Simulation as Supervision: Mechanistic Pretraining for Scientific Discovery

Scientific modeling faces a tradeoff between the interpretability of mechanistic theory and the predictive power of machine learning. While existing hybrid approaches have made progress by incorporating domain knowledge into machine learning methods as functional constraints, they can be limited by a reliance on precise mathematical specifications. When the underlying equations are partially unknown or misspecified, enforcing rigid constraints can introduce bias and hinder a model's ability to learn from data. We introduce Simulation-Grounded Neural Networks (SGNNs), a framework that incorporates scientific theory by using mechanistic simulations as training data for neural networks. By pretraining on diverse synthetic corpora that span multiple model structures and realistic observational noise, SGNNs internalize the underlying dynamics of a system as a structural prior. We evaluated SGNNs across multiple disciplines, including epidemiology, ecology, social science, and chemistry. In forecasting tasks, SGNNs outperformed both standard data-driven baselines and physics-constrained hybrid models. They nearly tripled the forecasting skill of the average CDC models in COVID-19 mortality forecasts and accurately forecasted high-dimensional ecological systems. SGNNs demonstrated robustness to model misspecification, performing well even when trained on data with incorrect assumptions. Our framework also introduces back-to-simulation attribution, a method for mechanistic interpretability that explains real-world dynamics by identifying their most similar counterparts within the simulated corpus. By unifying these techniques into a single framework, we demonstrate that diverse mechanistic simulations can serve as effective training data for robust scientific inference.
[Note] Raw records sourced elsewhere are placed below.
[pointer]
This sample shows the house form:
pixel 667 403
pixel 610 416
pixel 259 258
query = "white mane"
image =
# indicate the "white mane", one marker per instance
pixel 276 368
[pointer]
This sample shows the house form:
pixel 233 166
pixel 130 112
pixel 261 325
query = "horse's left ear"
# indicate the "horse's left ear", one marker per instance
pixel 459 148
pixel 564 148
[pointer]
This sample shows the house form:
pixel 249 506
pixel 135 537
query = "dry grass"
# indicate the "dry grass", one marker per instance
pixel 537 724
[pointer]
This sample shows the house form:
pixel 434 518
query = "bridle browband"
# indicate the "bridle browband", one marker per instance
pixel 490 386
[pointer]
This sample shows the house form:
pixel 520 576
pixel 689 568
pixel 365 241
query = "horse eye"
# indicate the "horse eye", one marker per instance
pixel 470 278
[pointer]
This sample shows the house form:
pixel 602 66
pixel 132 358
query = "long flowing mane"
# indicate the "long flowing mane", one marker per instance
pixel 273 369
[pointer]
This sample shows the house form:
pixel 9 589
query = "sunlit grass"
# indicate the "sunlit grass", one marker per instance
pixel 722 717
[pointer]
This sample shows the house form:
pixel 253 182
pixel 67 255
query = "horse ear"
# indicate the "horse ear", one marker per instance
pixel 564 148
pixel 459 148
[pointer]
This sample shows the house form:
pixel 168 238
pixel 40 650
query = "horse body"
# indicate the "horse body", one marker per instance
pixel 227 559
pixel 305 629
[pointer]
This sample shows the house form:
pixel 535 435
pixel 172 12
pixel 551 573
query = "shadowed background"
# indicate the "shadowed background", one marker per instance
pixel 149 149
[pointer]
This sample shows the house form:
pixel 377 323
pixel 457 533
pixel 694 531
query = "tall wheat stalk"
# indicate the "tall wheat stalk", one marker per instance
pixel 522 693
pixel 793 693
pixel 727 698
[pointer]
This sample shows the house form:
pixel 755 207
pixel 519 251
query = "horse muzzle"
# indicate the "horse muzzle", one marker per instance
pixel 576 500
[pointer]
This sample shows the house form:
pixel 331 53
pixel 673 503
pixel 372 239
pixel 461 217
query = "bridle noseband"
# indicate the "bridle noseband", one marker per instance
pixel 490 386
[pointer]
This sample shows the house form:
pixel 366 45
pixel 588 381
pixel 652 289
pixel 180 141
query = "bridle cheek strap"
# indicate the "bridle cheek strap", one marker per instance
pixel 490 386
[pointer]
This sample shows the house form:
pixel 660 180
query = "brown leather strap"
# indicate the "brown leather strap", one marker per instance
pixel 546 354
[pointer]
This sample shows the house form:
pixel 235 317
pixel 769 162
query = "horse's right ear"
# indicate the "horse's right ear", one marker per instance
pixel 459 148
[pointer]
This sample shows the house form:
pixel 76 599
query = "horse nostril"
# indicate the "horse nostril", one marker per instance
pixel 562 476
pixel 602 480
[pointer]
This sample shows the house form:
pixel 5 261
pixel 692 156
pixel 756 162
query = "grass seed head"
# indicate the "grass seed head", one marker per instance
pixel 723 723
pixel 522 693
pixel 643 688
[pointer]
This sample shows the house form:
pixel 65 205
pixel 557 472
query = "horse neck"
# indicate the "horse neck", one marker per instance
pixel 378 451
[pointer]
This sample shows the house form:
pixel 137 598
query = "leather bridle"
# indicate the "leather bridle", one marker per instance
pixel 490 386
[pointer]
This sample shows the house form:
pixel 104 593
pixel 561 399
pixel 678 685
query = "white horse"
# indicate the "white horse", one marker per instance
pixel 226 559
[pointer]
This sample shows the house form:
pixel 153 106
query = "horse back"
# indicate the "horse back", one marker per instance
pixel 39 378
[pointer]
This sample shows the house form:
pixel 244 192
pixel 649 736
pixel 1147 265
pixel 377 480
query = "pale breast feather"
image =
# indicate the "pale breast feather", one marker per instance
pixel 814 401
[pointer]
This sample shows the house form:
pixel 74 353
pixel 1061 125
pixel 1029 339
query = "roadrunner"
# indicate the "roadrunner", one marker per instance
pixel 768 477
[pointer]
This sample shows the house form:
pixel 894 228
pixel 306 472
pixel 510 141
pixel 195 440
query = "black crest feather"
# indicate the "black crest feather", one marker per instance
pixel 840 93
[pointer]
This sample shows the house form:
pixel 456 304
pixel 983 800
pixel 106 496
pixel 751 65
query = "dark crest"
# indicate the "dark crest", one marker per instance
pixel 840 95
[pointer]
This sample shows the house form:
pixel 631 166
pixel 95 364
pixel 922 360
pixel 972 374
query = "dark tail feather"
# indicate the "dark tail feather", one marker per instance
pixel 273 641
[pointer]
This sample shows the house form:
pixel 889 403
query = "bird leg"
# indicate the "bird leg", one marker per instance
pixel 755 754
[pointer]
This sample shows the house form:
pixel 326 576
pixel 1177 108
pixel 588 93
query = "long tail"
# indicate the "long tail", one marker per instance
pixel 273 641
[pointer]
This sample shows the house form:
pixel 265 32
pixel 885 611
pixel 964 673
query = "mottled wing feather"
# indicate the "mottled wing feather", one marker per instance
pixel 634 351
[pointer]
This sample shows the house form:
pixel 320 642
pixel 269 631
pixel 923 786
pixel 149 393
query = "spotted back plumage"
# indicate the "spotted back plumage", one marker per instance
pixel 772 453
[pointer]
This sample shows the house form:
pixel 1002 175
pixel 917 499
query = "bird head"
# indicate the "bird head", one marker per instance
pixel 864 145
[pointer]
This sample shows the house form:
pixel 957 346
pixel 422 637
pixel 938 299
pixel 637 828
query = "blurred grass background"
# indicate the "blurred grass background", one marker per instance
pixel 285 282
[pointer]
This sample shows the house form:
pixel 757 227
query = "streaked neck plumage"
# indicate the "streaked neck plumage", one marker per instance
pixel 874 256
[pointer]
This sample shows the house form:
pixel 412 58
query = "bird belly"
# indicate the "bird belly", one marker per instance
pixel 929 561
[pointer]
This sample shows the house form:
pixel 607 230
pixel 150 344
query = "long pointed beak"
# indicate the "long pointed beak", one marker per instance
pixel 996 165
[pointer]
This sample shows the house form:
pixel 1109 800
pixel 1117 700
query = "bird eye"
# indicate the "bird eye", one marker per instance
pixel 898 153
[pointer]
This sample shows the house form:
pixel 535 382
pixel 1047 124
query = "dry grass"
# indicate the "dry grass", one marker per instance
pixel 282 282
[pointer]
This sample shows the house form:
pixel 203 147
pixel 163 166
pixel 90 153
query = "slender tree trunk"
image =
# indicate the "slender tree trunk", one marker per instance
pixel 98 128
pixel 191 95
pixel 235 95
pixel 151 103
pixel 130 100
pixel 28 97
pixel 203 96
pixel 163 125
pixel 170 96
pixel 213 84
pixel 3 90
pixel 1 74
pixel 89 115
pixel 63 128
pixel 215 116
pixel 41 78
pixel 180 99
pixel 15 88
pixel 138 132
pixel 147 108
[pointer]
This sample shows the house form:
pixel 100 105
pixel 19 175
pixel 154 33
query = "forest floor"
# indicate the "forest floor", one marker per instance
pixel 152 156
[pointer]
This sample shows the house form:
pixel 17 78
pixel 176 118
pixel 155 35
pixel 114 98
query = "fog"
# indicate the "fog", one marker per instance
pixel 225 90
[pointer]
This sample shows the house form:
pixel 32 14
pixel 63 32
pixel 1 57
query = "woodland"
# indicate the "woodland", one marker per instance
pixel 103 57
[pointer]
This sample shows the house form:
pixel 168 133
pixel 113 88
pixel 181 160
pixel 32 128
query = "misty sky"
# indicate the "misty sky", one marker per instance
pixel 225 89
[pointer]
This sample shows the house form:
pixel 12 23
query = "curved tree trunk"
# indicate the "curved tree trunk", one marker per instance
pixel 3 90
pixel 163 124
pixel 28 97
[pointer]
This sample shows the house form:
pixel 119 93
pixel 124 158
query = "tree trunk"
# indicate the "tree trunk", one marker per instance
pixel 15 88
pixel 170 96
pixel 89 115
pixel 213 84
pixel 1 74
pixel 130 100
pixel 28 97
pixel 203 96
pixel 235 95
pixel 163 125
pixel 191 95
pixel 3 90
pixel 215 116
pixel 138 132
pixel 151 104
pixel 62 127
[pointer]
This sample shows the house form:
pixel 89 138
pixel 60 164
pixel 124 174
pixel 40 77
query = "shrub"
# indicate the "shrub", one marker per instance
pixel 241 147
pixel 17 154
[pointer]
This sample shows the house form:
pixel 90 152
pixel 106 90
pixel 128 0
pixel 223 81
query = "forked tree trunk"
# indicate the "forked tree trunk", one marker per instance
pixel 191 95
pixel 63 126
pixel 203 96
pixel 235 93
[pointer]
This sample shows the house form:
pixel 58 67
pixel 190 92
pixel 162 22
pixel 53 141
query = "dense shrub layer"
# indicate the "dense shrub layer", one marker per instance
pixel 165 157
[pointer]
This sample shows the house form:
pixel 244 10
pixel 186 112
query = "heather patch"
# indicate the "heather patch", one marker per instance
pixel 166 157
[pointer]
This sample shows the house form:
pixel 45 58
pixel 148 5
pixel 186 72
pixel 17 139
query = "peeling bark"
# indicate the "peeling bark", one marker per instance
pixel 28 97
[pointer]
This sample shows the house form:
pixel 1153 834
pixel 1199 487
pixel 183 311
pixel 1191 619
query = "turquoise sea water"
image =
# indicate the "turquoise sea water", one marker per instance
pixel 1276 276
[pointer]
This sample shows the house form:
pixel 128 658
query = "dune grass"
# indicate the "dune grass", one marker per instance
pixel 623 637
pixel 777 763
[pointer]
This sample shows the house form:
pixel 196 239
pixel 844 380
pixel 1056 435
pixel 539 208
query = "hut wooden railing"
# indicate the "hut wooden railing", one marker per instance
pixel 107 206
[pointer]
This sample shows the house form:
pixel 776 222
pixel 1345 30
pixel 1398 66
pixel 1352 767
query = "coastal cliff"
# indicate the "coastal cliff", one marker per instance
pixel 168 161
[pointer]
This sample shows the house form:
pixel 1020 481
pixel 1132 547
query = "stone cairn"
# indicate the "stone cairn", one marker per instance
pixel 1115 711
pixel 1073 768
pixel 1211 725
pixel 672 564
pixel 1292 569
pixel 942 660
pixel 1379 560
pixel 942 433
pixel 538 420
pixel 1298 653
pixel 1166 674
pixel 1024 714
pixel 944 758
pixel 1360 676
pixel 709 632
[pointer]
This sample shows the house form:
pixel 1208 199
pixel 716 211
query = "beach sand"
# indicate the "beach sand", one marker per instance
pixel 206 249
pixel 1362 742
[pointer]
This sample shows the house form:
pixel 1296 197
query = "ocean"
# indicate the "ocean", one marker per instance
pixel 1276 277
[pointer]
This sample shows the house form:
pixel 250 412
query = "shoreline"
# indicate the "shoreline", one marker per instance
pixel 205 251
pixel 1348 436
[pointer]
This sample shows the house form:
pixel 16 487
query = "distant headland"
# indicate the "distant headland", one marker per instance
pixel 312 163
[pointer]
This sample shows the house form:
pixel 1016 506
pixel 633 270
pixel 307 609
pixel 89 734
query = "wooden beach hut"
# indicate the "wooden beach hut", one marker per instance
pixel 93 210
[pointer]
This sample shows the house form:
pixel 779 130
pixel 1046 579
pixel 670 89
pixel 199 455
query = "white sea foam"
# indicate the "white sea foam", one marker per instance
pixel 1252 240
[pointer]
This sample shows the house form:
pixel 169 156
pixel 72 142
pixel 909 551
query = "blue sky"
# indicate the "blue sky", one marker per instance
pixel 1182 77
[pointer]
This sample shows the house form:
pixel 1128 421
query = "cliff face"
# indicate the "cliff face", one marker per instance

翻译：科学建模面临着机制性理论的可解释性与机器学习预测能力之间的权衡。现有混合方法通过将领域知识作为函数约束融入机器学习方法已取得进展，但可能因依赖精确的数学规范而受限。当基础方程部分未知或存在错误设定时，施加刚性约束会引入偏差并阻碍模型从数据中学习的能力。我们提出仿真接地神经网络（SGNNs），该框架通过使用机制性仿真作为神经网络的训练数据来融入科学理论。通过在涵盖多种模型结构和现实观测噪声的多样化合成语料库上进行预训练，SGNNs将系统的内在动态内化为结构先验。我们在流行病学、生态学、社会科学和化学等多个学科中评估了SGNNs。在预测任务中，SGNNs的表现优于标准数据驱动基线模型和物理约束混合模型。在COVID-19死亡率预测中，SGNNs近乎将美国疾病控制与预防中心（CDC）模型的平均预测技能提高了三倍，并准确预测了高维生态系统。SGNNs展现出对模型错误设定的鲁棒性，即使使用带有错误假设的数据进行训练，也能表现良好。我们的框架还引入了“回仿指标注”方法，这是一种机制性可解释性方法，通过识别真实世界动态在仿真语料库中最相似的对应物来解释其动态。通过将这些技术统一到单一框架中，我们证明了多样的机制性仿真可作为有效训练数据，用于稳健的科学推断。